1. Take track from car park, E at first then turning S into Glen Callater, and after about 1.5km turn right on track heading uphill.
2. Follow the zigzags to broad ridge – at one point there is a path on left which takes a shortcut rejoining track further ahead – and follow to cairned summit Sron nan Gabhar.
3. Keep heading S, dropping a little before final rise which bends right to Creag nan Gabhar.
4. From summit cairn, retrace your steps E for short distance then descend SE to pick up track coming in from W.
5. When track starts to swing N, leave it for path heading NE towards Lochcallater Lodge. This path can be faint at times – it crosses small bridge then more substantial one over Callater Burn to reach lodge.

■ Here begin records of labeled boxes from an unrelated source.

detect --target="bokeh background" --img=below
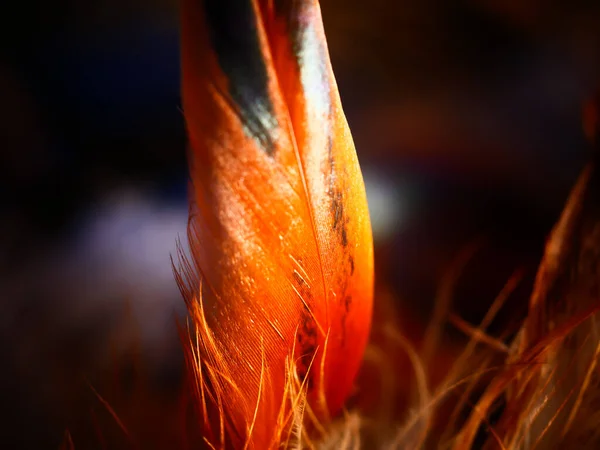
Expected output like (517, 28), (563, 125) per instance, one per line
(0, 0), (600, 449)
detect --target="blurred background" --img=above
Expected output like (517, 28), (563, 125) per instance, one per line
(0, 0), (600, 449)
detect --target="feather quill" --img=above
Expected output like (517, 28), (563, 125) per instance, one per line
(178, 0), (373, 449)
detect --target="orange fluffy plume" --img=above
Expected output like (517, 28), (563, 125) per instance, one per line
(173, 0), (373, 450)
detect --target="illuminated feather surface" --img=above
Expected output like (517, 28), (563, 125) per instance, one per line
(179, 0), (373, 449)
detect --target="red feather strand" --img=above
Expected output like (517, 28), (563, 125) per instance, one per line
(178, 0), (373, 450)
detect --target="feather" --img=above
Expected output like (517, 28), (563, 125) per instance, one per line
(178, 0), (373, 449)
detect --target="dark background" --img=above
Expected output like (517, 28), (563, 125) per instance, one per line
(0, 0), (600, 448)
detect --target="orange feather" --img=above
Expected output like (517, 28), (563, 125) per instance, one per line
(179, 0), (373, 449)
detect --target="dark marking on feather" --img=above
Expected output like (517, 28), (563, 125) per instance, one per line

6. Follow main track N by Callater Burn back to start.
Time: 4-5 hours
Grading: Moderate hill walk using estate tracks and hill paths, some pathless terrain. Steady ascent along exposed high ridge, suitable for well-equipped walkers with decent level of fitness. Dogs under close control – ground nesting birds. Check car park infromation board for stalking activity during Sep/Oct.
Start/finish: Parking area at Auchallater (Grid ref: NO 155881) off A939, 3km south of Braemar (parking charge).
Map: Ordnance Survey 1:50,000 Landranger Map 43 (Braemar & Blair Atholl); Ordnance Survey 1:25,000 Explorer sheet 52.
Tourist Information: VisitScotland, Ballater iCentre, Station Square, Ballater, AB35 5QB (Tel 01339 755306).
Public transport: No public transport from south, bus service to Braemar from Aberdeen (201).